This post is all about building a web scraping tool using Azure data factory. Everyone nowadays maintains digital data and publishes it over the web either Privately or Publicly. If you are in a business or Job profile, where you need to extract the data from different websites or different sources. Then you need a tool for data or web scraping automatically from large dataset sources.
I will cover each step in detail with artefacts, which will help you to build a web scraping tool. I am sure, after reading this article you will be able to create a scheduled batch job to scrape data from different web sources automatically.
2 cents about Web scraping and Azure data factory –
Web scraping, also known as web harvesting or web data extraction technique, helps extract data from websites in different formats (JSON, Tables, CSV, plain text etc.). Web scraping can be done manually and automatically both depending on the size of the data. Manually can include copying and pasting data from different websites, while automation includes building batch jobs and pipelines around it. This process includes crawling or extracting data and storing it in central databases or data stores to retrieve it later.
Azure data factory is one of the cloud services provided by Microsoft Azure available in more than 25 regions currently. Azure data factory helps you to build ETL (Extract, Transform and Load) processes by integrating more than 90 built-in connectors. It also helps you to orchestrate and monitor pipelines, which I will show in this article also. Azure data factory is based on IR (Integration runtime) infrastructure, which provides the following data integration capabilities
- Data flow in Azure compute environment
- Data movement to copy data in data stores using public or private networks
- Activity dispatch and monitor activities running on other compute services or database services like Azure data bricks, SQL databases and more.
- SSIS (SQL Server Integration Services) package execution in Azure compute environment
Azure data factory supports multiple connectors to ingest data and perform the ETL processes as shown in the image.
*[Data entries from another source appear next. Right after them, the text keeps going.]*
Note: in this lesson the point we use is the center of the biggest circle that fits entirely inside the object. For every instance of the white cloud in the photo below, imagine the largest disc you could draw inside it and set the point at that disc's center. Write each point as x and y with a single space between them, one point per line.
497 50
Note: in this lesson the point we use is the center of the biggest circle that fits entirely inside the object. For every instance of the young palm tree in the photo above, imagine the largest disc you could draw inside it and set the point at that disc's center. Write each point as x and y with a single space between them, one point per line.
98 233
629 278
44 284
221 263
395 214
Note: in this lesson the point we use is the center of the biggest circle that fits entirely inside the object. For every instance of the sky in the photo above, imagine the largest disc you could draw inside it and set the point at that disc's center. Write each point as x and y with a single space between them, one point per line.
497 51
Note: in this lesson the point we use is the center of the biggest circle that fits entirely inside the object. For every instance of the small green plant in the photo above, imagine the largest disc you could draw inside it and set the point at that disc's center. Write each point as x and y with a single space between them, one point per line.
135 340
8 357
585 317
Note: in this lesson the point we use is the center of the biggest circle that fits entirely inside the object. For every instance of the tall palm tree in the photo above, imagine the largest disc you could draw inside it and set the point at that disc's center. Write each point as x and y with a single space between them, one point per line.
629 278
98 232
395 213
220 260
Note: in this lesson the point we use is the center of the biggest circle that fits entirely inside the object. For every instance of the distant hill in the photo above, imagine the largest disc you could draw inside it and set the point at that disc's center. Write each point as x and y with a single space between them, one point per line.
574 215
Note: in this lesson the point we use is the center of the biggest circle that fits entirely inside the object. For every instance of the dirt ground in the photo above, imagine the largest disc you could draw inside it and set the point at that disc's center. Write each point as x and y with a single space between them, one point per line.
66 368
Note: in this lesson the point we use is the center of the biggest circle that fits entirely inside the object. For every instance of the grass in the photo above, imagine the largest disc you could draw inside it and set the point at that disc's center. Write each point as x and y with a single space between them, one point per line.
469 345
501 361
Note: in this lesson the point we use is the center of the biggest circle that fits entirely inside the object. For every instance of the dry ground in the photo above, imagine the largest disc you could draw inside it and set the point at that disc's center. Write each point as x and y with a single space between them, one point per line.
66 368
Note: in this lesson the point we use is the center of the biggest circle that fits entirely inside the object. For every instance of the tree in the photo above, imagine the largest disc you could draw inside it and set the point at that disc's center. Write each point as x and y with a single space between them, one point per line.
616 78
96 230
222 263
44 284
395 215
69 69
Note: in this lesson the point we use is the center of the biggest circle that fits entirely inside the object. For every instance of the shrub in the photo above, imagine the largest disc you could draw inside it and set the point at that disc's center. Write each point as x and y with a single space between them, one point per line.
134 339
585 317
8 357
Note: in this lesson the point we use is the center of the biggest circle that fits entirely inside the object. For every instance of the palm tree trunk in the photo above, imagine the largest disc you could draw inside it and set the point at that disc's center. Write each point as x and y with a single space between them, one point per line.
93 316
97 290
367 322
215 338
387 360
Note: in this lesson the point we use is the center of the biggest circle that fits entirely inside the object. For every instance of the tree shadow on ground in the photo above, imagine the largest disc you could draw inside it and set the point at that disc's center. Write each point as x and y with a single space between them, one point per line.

Pre-requisite to build web scraping tool
Below mentioned are the minimal pre-requisite to building a web data harvesting tool –
- Basic or little knowledge of Azure cloud e.g creating VM, storage accounts, PaaS services etc.
- Azure subscription
- Resource group
- Storage account
- Azure data factory cloud service access
- Laptop or desktop to install IR (Integration Runtime) and integrate with Azure data factory
Pro TipIf you don’t have Azure subscription, you can create a free account which will give you access to $200 credit for 30 days to try Azure cloud services. You just need an email ID and a credit card . A few cents (INR 2) transaction will be done to your credit card for verification and it will be reimbursed by Microsoft after 30days, once your trial period expires. You won’t be charged until you choose to upgrade your plan after the trial period completes.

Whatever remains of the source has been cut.